DH has just told me SIL is planning on staying in our flat while we are gone

You can’t ‘plan’ on staying in someone else’s house-it doesn’t work like that. It sounds like your husband has said it’s fine. Does your husband not remember what things were like when she stayed before?

allthemiddlechildrenoftheworld · 09/08/2024 10:06

@Senparentingwoes wtf was your dh thinking of by not refusing permission to "move" into your flat while you are on holiday??? where is she going to go when you return considering you only have two bedrooms and need one for your child??? I would be getting the locks changed before I go if I was you. then i would be telling dh that absolutely no one is moving into your home ever, at any time!!! Is your husband the family doormat??? if so, he needs to grow a pair of balls and start considering your family before it breaks down! and why the hell does she even have a key to your flat????

Conniebygaslight · 09/08/2024 10:18

WTAF….Not a chance!

Royalshyness · 09/08/2024 10:19

Dh is the problem here

Refugenewbie · 09/08/2024 10:22

Absolutely not.

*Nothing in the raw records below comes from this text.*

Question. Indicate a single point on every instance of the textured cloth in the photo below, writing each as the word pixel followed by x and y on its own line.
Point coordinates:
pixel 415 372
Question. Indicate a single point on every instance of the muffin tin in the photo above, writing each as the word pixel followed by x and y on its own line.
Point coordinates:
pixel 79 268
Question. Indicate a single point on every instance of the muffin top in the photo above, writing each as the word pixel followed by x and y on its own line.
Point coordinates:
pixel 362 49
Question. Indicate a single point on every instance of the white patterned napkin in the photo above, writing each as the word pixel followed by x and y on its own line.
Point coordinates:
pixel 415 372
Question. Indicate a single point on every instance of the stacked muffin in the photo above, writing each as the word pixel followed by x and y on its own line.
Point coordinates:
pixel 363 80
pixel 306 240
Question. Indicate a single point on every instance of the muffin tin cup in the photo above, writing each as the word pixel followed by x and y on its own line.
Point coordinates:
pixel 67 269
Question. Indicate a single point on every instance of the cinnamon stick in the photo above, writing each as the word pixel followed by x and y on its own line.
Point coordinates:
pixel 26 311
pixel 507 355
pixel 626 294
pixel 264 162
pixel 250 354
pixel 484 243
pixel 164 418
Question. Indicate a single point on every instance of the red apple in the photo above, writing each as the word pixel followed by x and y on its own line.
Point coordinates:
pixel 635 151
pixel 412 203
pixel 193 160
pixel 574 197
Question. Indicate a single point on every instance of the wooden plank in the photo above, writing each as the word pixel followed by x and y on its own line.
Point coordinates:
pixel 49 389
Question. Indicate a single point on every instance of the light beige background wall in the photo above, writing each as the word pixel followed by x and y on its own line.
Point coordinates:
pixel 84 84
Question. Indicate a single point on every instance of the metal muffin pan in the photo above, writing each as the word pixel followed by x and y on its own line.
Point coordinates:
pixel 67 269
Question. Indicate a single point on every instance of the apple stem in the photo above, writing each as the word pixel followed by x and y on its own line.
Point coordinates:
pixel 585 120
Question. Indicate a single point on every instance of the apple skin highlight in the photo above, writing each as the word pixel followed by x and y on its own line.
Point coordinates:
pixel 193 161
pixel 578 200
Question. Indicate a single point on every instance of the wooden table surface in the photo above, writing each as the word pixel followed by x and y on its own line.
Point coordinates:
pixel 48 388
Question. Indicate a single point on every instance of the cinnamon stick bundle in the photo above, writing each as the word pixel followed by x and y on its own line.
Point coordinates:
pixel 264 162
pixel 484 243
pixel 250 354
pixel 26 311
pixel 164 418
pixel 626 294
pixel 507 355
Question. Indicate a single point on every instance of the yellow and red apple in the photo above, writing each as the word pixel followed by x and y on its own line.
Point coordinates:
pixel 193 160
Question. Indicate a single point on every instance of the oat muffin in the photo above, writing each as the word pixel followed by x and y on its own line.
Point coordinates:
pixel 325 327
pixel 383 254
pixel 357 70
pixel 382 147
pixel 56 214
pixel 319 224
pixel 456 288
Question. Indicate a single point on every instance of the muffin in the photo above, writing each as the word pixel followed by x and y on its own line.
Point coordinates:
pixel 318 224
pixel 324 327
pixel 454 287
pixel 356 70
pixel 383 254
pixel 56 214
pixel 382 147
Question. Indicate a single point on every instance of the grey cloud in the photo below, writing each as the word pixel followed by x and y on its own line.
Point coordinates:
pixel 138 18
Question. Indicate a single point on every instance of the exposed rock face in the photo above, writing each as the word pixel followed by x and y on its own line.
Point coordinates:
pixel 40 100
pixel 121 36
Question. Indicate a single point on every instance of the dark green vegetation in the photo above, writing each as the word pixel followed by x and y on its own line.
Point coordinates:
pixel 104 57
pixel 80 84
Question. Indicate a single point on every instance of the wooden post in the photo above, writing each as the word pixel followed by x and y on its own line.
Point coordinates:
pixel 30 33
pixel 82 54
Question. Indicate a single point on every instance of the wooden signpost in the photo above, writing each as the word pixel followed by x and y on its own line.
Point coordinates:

It will hurt her chances of getting accommodation. I'm amazed your dh hasn't asked you before agreeing to this.

FloofPaws · 09/08/2024 10:26

Shell lose her B&B if she moves out - but anyway, no, not a chance with previous experiences! What about her mum?

DoreenonTill8 · 09/08/2024 10:28

Absolutely not. Especially after the financial issues they caused you last time. There is no way I'd go away with the prospect of this. Why doesn't she move in with her mother who also leeched off of you last time.i can see you getting home to sil and her mum happily moved into your home and your dh announcing you,he and dc can sleep in the living room.
Deceitful, but I'd change the locks, not tell him, and just swap his key for a new one! I wouldn't trust him 'just let her stay while you're away'....

FancyNewt · 09/08/2024 10:33

No. That's not happening.

jugglesandspins · 09/08/2024 10:34

It would be a complete non-starter for me. Absolutely not. She is technically homeless so it wouldn't just be whilst you're on holiday length of stay.

I too would feel the same level of resentment. She also contributed to making you have to downsize, financial and marital difficulties.

I hope your DH has a backbone to say no.

My SIL when she was homeless ended up staying with in-laws for 2.5 years.